Darüber hinaus gibt die japanische Zentralbank der Regierung wie
selbstverständlich Kredite und, man ahnt es schon, die Grenzen der
Kreditvergabe werden nicht vom Lenkungsrat der BoJ bestimmt. Als Instrumente
für ihr Handeln stehen der BoJ die Bestimmung eines Diskontsatzes zur
Verfügung, der vor allem Bedeutung für die Liquiditätsbeschaffung der Banken im
Land hat. Weiter betreibt die BoJ Offenmarktpolitik, wo die hier bereits
erwähnte Stärke im Wechselgeschäfte wichtig ist. Auch bestimmt die BoJ die
Sätze der Mindestreserve. Dessen Bedeutung hat in Japan, wie auch in anderen
Ländern die diesen geldpolitischen Steuerungsmechanismus kennen, in den letzten
Jahren aber graduell eher abgenommen.
Eine wesentliche Aufgabe der BoJ ist auch die
Sicherstellung von Geldflüssen zu und von der Regierung. Das funktioniert in
beide Richtungen. Nicht nur bei der Steuererhebung. Beispielsweise sorgt die
BoJ auch für eine reibungslose Auszahlung etwa von monatlichen
Pensionszahlungen.
Schließlich spricht die BoJ Empfehlungen zum Wachstum des
Kreditvolumens aus so genannte „madoguchi shido“. Das lässt sich aber nicht
direkt mit den Geldmengenkorridoren etwa des amerikanischen Federal Reserve
System oder der Europäischen Zentralbank vergleichen. Man muss die madoguchi
shido vielmehr als ein Signal verstehen, wo sich der nationale wirtschaftliche
Zug hinbewegen soll. Neben diesen Aufgaben gehört auch das Melde- und
Berichtswesen sowie die Erstellung der japanischen Zahlungsbilanzstatistik
dazu. Fast schon am Rande führt die BoJ wenn nötig auch
Devisenmarktinterventionen durch und hat für die Sicherung der Geldwertstabilität
zu sorgen.
Mount Washington Hotel in Bretton Woods
(Quelle: wikipedia)
In den Zeiten des Weltwährungssystem von Bretton-Woods mit
seinen stabilen Wechselkursen war die Arbeit der BoJ mehr von Verwaltung als
von Gestaltung geprägt, wie in allen anderen Ländern dieses Systems auch.

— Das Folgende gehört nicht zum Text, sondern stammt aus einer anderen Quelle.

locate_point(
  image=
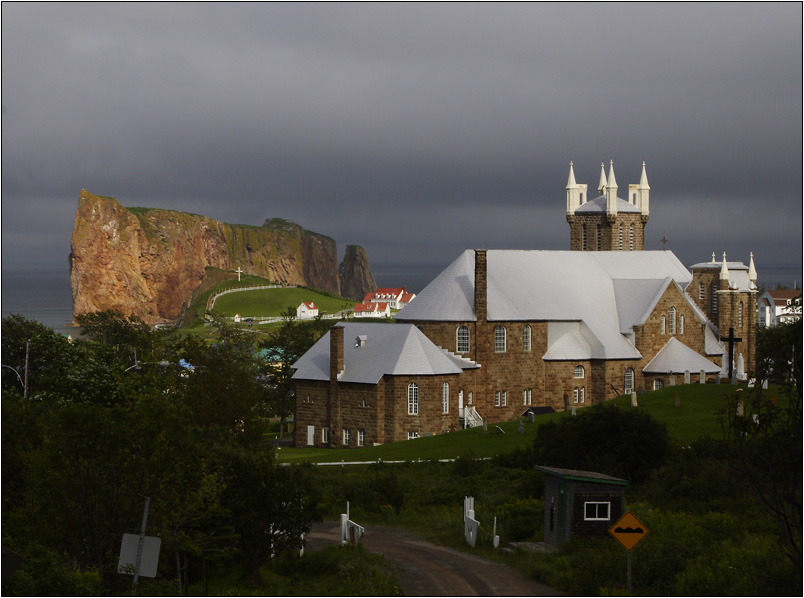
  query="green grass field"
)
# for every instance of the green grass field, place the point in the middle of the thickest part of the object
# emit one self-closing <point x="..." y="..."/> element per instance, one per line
<point x="697" y="415"/>
<point x="271" y="302"/>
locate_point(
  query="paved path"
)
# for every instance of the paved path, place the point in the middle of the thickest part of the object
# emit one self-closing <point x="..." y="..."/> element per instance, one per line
<point x="425" y="569"/>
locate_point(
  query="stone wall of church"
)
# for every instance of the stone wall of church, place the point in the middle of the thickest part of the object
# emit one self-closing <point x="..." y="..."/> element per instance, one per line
<point x="604" y="235"/>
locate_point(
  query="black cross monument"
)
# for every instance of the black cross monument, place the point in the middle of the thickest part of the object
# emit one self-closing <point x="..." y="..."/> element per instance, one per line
<point x="731" y="339"/>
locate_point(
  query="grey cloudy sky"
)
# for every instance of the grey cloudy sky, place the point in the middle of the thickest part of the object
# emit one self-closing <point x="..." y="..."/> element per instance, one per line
<point x="415" y="130"/>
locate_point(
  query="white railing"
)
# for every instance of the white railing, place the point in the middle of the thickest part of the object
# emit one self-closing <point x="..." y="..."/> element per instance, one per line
<point x="471" y="417"/>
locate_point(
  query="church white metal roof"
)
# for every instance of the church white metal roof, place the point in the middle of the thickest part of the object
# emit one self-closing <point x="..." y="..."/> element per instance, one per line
<point x="609" y="291"/>
<point x="396" y="349"/>
<point x="676" y="358"/>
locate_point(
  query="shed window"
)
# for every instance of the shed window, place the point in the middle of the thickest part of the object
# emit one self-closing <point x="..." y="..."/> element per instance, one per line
<point x="596" y="511"/>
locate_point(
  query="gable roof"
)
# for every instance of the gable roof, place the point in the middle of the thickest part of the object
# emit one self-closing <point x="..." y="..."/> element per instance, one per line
<point x="676" y="358"/>
<point x="609" y="291"/>
<point x="394" y="349"/>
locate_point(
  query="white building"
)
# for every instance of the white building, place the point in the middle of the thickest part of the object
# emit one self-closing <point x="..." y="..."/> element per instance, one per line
<point x="307" y="310"/>
<point x="779" y="307"/>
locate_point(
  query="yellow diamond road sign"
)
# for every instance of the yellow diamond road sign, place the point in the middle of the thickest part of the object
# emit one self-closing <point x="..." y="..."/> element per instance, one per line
<point x="628" y="531"/>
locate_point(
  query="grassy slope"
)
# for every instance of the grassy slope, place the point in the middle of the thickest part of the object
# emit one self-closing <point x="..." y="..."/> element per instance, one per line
<point x="696" y="416"/>
<point x="270" y="302"/>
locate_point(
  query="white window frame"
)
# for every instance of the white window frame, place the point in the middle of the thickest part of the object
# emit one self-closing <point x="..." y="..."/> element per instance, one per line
<point x="462" y="339"/>
<point x="413" y="399"/>
<point x="445" y="397"/>
<point x="628" y="388"/>
<point x="500" y="339"/>
<point x="597" y="507"/>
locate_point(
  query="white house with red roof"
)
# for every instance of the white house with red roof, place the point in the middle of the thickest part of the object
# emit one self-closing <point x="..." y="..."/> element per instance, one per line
<point x="396" y="298"/>
<point x="307" y="310"/>
<point x="779" y="307"/>
<point x="370" y="309"/>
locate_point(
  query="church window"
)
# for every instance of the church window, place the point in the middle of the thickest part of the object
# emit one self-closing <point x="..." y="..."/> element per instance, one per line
<point x="499" y="339"/>
<point x="463" y="339"/>
<point x="445" y="397"/>
<point x="413" y="399"/>
<point x="628" y="381"/>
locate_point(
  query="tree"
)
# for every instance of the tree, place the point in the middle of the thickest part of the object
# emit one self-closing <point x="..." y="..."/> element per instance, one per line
<point x="625" y="443"/>
<point x="279" y="352"/>
<point x="763" y="433"/>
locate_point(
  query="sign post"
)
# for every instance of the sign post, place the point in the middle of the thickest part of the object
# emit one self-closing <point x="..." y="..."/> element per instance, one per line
<point x="629" y="531"/>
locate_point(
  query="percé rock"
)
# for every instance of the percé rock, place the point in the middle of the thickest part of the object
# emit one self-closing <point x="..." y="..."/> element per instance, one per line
<point x="150" y="262"/>
<point x="355" y="274"/>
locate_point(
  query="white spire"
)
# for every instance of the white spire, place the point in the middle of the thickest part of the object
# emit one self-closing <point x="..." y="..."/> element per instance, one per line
<point x="601" y="186"/>
<point x="611" y="192"/>
<point x="643" y="192"/>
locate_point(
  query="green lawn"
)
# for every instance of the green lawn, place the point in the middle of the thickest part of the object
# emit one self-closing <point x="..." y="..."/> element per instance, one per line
<point x="697" y="415"/>
<point x="271" y="302"/>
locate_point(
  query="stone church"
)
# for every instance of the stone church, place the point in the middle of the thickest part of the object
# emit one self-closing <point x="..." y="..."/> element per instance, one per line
<point x="505" y="330"/>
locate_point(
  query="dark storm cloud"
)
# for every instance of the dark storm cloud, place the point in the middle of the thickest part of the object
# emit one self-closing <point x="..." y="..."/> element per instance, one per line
<point x="415" y="130"/>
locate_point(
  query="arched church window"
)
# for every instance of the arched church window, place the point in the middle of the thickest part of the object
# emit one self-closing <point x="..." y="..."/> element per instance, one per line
<point x="499" y="339"/>
<point x="413" y="399"/>
<point x="628" y="381"/>
<point x="463" y="339"/>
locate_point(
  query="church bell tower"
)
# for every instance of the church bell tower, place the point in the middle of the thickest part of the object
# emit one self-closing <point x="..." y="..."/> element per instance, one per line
<point x="607" y="222"/>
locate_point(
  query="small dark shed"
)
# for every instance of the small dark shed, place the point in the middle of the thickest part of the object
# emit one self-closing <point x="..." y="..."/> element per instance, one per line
<point x="580" y="503"/>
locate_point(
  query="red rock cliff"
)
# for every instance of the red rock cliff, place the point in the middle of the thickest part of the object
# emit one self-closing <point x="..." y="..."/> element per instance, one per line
<point x="149" y="262"/>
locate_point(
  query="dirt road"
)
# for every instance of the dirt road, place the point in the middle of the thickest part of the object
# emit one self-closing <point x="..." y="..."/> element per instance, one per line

Nachdem Bretton-Woods 1973 von Präsident Richard Nixon aufgekündigt war, nahm
die japanische Regierung starken Einfluss auf die Entscheidungen der
Zentralbank. Die allgemeine Wirtschaftspolitik führte zu hohen Inflationsraten,
in der Spitze bis zu 23 Prozent.
Später, in den 1990er Jahren, wurde Japan Opfer einer selbst
gebastelten Immobilienkrise, von der sich das Land im Prinzip bis heute nicht
erholt hat und seitdem in andauernder Depression dahin dümpelt. Es wurden
unzählige Versuche unternommen mit Kreditmitteln die nationale Wirtschaft
dauerhaft in Schwung zu bringen, ohne jeden durchschlagenden Erfolg. Heute
gehört Japan zu einem der am höchsten verschuldeten Länder der Welt, allerdings
mit einem gewichtigen Unterschied. Es gibt kaum nennenswerte Auslandsschulden.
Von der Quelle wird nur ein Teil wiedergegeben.